David Brown and his dahlias. Which are pronounced DAYlias there, so of course I will say it that way.
A do it yourself project featured an enclosure for the wheelie bin—with a green roof on top! Very clever and doable way to incorporate a green roof…but you’d have to pull the wheelie bin out to lift the lid and add trash to it.

I was pleased when the show then visited a garden in Dungeness, made around some converted industrial buildings.

I was not pleased that no one mentioned Derek Jarman, whose book Derek Jarman’s Garden is one of my favourite coastal gardening books. With objects found on the beach turned into garden art, the modern gardeners had certainly been influenced by him.

This is very Derek Jarman.

a must read for coastal gardeners
Plant to acquire: blue amsonia.
And then I went outside to my own garden. I had been meaning all weekend to get to weeding the front garden. Its state of unkemptness is rather an embarrassment.
First, I got thoroughly distracted by the bogsy wood.

a wheelbarrow full of weeding later
The Bogsy Wood is the wildest part of the garden and my favourite.

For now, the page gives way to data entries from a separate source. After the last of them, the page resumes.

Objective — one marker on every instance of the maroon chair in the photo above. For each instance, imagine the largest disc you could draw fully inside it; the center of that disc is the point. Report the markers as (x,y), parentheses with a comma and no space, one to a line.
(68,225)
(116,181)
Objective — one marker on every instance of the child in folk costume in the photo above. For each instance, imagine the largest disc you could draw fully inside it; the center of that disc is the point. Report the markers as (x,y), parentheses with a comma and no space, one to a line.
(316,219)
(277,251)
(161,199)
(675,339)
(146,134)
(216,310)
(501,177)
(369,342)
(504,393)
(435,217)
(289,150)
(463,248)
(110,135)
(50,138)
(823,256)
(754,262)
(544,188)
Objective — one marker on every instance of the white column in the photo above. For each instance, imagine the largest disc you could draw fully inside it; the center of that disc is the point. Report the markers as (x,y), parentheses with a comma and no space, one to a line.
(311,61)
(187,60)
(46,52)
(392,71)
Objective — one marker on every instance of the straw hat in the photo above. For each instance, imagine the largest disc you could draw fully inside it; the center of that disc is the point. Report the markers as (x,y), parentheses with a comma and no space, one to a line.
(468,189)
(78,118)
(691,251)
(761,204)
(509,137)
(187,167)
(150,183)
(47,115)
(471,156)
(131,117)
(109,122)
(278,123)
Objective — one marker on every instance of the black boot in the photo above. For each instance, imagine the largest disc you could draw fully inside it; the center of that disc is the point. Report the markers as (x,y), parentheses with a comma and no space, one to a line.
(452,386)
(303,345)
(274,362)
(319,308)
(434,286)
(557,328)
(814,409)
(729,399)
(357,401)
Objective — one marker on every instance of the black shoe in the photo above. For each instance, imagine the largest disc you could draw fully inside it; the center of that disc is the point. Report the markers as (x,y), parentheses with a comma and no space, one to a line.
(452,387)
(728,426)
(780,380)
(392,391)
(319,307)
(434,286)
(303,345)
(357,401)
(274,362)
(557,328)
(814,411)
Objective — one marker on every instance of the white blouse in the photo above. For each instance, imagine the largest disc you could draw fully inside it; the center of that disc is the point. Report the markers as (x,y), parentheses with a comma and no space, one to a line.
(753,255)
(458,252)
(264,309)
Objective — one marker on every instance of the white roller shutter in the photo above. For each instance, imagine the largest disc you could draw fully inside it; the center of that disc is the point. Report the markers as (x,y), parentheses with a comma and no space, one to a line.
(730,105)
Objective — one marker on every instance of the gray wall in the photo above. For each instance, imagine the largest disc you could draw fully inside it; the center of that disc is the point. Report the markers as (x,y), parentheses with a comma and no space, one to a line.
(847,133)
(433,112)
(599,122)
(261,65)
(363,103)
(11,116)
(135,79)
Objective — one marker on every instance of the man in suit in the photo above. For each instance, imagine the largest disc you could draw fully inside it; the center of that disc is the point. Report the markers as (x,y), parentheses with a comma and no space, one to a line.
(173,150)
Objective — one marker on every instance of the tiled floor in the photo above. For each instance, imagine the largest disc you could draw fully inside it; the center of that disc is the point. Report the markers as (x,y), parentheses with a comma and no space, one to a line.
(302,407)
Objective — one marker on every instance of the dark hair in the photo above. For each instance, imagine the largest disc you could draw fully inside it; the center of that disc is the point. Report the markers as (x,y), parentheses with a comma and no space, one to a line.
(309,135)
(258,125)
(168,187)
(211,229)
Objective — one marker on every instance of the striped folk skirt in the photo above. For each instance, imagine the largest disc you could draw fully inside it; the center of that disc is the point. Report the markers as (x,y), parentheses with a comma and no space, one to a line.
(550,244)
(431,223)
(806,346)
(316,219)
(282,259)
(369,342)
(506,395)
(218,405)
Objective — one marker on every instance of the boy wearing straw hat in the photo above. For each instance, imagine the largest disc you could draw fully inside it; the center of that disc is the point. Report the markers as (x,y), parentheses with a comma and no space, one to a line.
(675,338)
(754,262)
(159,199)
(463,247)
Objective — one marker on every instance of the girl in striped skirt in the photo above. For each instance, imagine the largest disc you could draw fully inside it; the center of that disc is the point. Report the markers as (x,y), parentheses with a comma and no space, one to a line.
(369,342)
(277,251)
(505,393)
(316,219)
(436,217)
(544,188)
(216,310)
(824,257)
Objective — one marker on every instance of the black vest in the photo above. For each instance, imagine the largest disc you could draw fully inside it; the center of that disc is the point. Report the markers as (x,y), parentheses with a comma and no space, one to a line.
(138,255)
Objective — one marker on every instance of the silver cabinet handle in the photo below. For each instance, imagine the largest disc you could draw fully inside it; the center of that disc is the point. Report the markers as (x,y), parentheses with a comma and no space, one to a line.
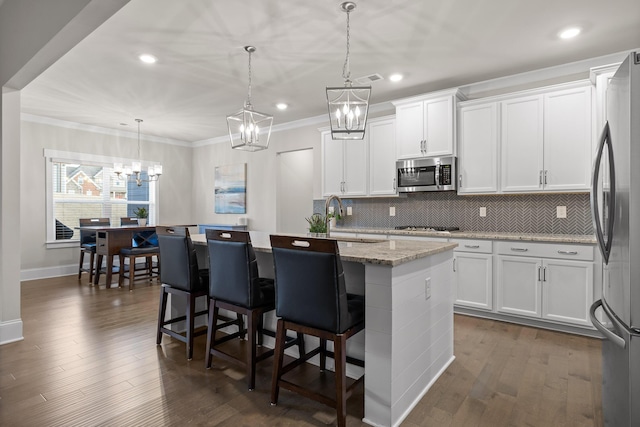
(568,252)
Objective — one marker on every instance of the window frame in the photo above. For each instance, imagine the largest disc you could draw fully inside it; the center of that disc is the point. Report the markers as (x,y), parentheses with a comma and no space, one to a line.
(52,156)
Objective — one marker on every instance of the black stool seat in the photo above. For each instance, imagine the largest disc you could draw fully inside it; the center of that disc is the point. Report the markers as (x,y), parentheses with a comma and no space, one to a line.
(311,299)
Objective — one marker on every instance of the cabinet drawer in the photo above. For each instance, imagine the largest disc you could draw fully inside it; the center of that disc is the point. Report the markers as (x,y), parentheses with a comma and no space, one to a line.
(479,246)
(546,250)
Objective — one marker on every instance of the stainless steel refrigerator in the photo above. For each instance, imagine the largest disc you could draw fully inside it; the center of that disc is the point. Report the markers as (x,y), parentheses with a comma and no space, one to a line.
(615,202)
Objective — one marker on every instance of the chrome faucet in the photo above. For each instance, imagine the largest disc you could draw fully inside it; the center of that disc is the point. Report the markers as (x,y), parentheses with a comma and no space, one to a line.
(326,210)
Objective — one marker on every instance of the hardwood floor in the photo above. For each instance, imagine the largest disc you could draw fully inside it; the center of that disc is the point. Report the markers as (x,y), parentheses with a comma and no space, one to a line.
(89,358)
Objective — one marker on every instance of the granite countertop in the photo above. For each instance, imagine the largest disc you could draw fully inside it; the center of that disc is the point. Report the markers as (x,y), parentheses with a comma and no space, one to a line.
(489,235)
(388,252)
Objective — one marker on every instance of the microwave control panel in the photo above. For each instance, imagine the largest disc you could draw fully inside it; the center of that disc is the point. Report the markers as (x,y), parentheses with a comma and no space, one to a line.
(445,175)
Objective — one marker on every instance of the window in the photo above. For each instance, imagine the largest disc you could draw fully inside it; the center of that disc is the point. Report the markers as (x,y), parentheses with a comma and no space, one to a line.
(84,186)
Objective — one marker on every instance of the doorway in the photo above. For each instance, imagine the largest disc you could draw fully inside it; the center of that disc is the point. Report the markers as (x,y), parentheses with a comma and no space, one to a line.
(294,192)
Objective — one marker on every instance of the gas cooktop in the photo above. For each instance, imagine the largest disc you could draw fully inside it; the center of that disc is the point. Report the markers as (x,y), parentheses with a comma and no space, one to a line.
(425,228)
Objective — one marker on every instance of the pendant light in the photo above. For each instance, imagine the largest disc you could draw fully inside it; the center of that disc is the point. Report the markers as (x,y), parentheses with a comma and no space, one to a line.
(251,129)
(348,105)
(133,172)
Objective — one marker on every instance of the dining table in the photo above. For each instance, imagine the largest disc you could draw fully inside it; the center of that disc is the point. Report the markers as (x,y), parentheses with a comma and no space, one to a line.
(109,242)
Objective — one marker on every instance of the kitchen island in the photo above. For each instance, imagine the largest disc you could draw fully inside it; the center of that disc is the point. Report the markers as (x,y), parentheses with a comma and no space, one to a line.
(408,336)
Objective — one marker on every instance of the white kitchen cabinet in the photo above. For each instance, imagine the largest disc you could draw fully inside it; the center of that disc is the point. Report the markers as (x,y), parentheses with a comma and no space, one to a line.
(478,149)
(381,136)
(548,281)
(473,270)
(567,291)
(425,126)
(518,286)
(522,144)
(546,141)
(344,166)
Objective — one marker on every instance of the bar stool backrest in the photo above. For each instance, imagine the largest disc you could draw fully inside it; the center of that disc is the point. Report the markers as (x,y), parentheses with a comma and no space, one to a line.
(310,285)
(178,260)
(233,268)
(89,236)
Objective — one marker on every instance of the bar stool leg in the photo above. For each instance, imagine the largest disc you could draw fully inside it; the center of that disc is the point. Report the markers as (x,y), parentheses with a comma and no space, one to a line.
(161,313)
(277,362)
(191,314)
(339,349)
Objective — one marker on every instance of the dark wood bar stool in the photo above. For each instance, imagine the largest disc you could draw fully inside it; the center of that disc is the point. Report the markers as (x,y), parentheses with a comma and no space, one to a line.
(180,276)
(311,298)
(235,285)
(88,244)
(144,245)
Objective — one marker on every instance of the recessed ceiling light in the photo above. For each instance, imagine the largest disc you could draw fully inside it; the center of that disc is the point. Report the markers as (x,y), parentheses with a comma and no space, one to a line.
(147,58)
(569,33)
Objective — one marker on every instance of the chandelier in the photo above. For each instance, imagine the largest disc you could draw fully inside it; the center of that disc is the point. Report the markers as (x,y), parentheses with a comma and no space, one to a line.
(247,124)
(133,172)
(348,105)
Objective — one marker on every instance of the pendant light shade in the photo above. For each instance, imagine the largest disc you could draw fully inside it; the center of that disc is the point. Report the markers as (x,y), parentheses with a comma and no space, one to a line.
(348,105)
(249,130)
(133,172)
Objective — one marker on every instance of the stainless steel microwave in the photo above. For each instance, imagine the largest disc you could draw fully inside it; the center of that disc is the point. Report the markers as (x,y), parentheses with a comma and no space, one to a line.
(426,174)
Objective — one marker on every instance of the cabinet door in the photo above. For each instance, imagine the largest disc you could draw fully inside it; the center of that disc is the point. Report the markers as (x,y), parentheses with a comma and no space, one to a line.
(382,155)
(356,168)
(567,291)
(409,130)
(474,280)
(521,144)
(438,127)
(518,286)
(567,139)
(478,149)
(332,165)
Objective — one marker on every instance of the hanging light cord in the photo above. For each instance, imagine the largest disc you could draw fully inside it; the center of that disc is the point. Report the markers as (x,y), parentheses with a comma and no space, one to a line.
(249,89)
(346,73)
(138,120)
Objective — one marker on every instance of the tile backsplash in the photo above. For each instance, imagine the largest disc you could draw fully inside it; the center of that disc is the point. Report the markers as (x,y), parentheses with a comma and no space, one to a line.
(523,213)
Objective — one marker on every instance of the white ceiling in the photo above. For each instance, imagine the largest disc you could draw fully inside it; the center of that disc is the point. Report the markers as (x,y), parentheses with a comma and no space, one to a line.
(201,75)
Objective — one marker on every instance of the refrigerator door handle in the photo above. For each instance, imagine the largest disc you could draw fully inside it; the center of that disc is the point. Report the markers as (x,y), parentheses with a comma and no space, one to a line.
(610,335)
(603,243)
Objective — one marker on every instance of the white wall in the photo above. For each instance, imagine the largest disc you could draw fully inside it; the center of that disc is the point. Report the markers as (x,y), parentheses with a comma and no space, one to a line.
(261,176)
(175,195)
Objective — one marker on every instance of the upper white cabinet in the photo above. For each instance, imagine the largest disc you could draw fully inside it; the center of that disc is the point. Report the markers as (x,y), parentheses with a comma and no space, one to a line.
(366,167)
(425,126)
(478,149)
(382,154)
(546,141)
(344,166)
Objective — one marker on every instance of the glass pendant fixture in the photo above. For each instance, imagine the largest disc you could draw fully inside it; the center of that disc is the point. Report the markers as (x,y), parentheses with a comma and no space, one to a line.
(133,171)
(348,105)
(249,130)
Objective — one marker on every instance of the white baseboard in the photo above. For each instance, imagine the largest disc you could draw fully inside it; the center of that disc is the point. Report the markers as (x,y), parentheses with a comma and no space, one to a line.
(11,331)
(46,272)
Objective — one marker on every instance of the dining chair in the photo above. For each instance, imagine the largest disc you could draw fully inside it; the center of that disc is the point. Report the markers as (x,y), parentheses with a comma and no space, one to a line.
(88,244)
(144,244)
(235,285)
(311,298)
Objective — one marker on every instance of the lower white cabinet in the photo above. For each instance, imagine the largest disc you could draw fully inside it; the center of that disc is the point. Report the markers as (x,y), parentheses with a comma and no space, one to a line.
(551,288)
(473,273)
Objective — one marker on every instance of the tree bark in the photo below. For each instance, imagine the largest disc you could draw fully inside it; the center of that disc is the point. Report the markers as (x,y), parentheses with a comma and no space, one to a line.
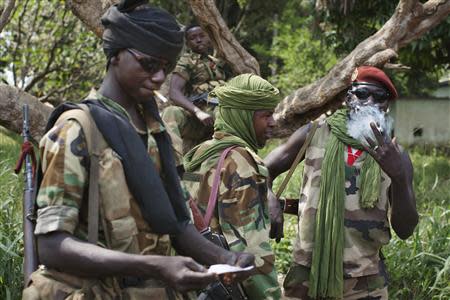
(90,12)
(5,13)
(11,102)
(223,40)
(410,21)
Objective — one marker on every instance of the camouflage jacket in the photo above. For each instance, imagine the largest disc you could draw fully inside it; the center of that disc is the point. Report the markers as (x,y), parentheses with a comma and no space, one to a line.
(241,213)
(365,230)
(201,72)
(61,202)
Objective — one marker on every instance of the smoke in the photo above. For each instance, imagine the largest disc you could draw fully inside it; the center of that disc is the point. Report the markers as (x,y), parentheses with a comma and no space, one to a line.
(358,125)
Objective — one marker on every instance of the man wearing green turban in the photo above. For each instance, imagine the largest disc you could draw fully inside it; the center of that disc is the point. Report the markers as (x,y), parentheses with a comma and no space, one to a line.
(357,183)
(243,120)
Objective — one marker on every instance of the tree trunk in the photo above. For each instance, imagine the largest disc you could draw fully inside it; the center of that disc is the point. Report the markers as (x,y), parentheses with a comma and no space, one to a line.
(90,12)
(410,21)
(224,42)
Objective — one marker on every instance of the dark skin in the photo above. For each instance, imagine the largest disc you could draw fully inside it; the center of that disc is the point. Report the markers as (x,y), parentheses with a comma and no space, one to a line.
(263,123)
(128,84)
(198,41)
(392,160)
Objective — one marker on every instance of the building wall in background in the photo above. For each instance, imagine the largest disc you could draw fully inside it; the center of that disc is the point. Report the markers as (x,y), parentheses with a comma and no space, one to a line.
(421,121)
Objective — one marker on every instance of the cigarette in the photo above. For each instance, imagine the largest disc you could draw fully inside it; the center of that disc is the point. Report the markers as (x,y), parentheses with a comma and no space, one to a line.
(160,96)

It reminds me of camping by Nason Creek when I was a child. It is too bad that one grove of salmonberry died out in a drought a few years ago, because I have now made the area more cultivated and lost some of that riverside feeling. This WAS riverbank years ago before the port was built out on fill.
I do enjoy the new shade beds, and I still have the wild area outside the fence.

I have not sat on this comfy bench once since I made this sit spot last autumn.

looking through the fence…

the wild willow grove
Looking back to the main garden, I thought of the path I keep planning to make and of how an arch between the trees would look wonderful, even if it were just a long branch going across and securely fastened to two of the trunks.


from the other side, I really do intend to put a winding path through here that goes back to that bench…
I so wanted to weed this little bed…


At least I weeded around this cyclamen from Our Kathleen.
I forced myself to go toward the front garden.
By the back patio, Skooter had exhausted himself “helping” me with the Bogsy Wood weeding.


I wondered if the wildfire haze was making the cats lethargic.
Still in the back garden, I got distracted by smoothing out the newly cleared (of daylilies and irises) Willows Loop East path.

much better

Last weekend, it looked like this.
Finally I made it to the front garden for two and a half hours of evening weeding.

got the east bed somewhat weeded

front path, before

after

before

after
While weeding, I realized to my shock that the oscillating sprinkler was completely missing the area that has seemed so slow to fill in. WHY did it take me so long to figure this out?

powder dry area….oops.

The water hits and runs down this post instead of crossing the path.
Allan returned as I was hose watering the sad area.
I am longing for rainy days so that I can read this huge array of books that I have actually purchased or had lent to me, especially the Marion Cran series. I have ordered one more book, Hagar’s Garden, to complete her memoirs, and when it arrives I will start with The Garden of Ignorance.


Turns out The Squabbling Garden is about raising birds, not so much a memoir.

books lent to us by Judy and Larry

and a whole ‘nother stack of non gardening books from various friends
Not to mention that I have about twenty books on suspended hold at the library.
It will be a happy day for me when I close the window curtains on the dark at four thirty in the afternoon, with rain during the day and nothing to do but read.